10 year term with 15 year amortization
AdvisorLoans exclusively offers this extended amortization acquisition loan option (at least for now anyway).
The loan is a 10 year term but payments are made based on a 15 year amortization. At the end of the 10 years there is a balloon payment. The balloon payment is made in one lump sum or if everything qualifies, be refinanced into a new note.
A 10 year term with a 15 year amortization can be utilized as a conventional loan option to either qualify for a 100% bank financed conventional loan or to lower monthly low payments to increase short term cash flow.

Three Schools of Thought for Selecting Term & Amortization
Advisors will typically view loan terms from three different perspectives. They want to pay the least amount of interest, or pay the least amount of monthly loan payment, or a combination of the two.
1. Least amount of interest paid
The school of thought for cost focused advisors. If you want the acquisition loan to cost you the least amount of total dollars then this is achieved by paying the least amount of interest dollars. The biggest impact on interest cost is not the rate but the amortization. Banks aren’t going to lower the interest rate by half but you can choose to cut your term in half. For a $1M loan at 6.5% rate on a 10 year term you would pay $362,575 in interest. But for a 7 year term the total interest would be $247,352 and for a 5 year term $173,968.
2. Least amount of monthly payment
The school of thought for cash flow focused advisors. If you want the acquisition loan to have the least amount of impact to your cash flow then this is achieved by having longer terms and/or amortization. For a $1M loan at 6.5% rate on a 5 year term the monthly payment is $19,566, for a 7 year term $14,849, for a 10 year term $11,354, and for a 10 year term with a 15 year amortization $8,711.

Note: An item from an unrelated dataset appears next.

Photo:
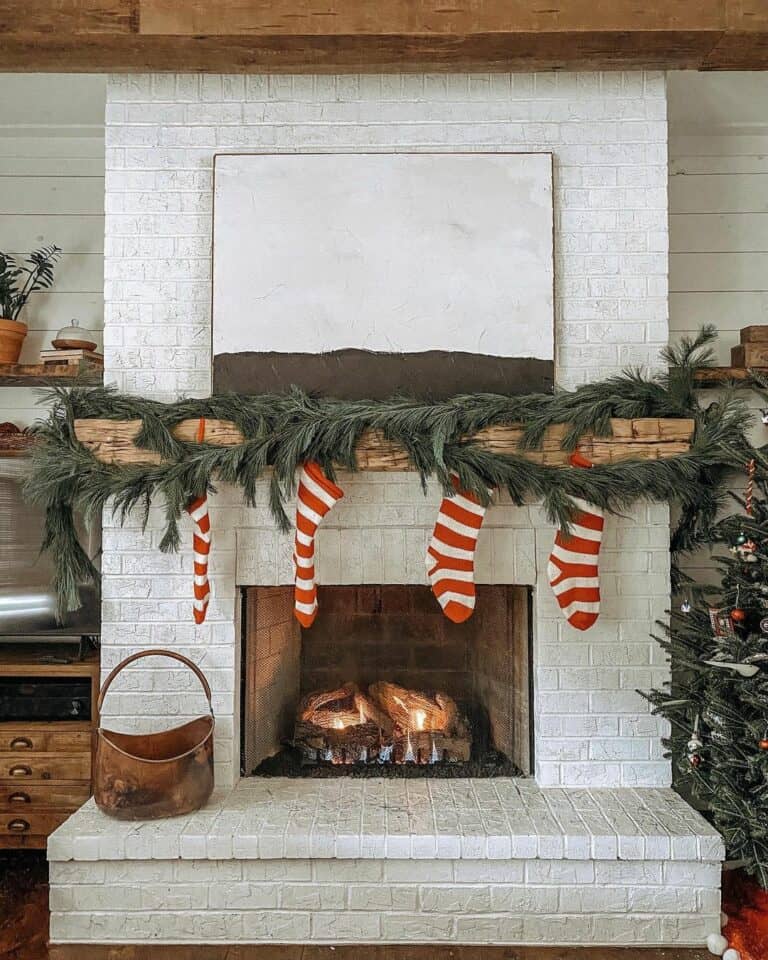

3. A cash flow and cost combination mindset
The school of thought held by most advisors who want the lowest monthly payment (especially in the first years after the acquisition) possible but also want to spend the least amount of total interest. This is achieved from getting a loan with a 10 to 15 year amortization schedule and then after the first year or two, or three, start knocking down the balance as quickly as you can through extra payments.
Most advisors approach acquisition loans with the combination mindset. The average lifespan of a ten year term loan for advisors is just under 6 years. SBA acquisition loans do not have pre-payment penalties. Many of the conventional lenders will allow up to 10% of the loan balance to be paid each year with no penalty. Some only have a prepayment penalty for the first 3 or 5 years. Even if you paid a 2% loan balance prepayment penalty on a chunk payment the interest savings far outweighs the penalty cost.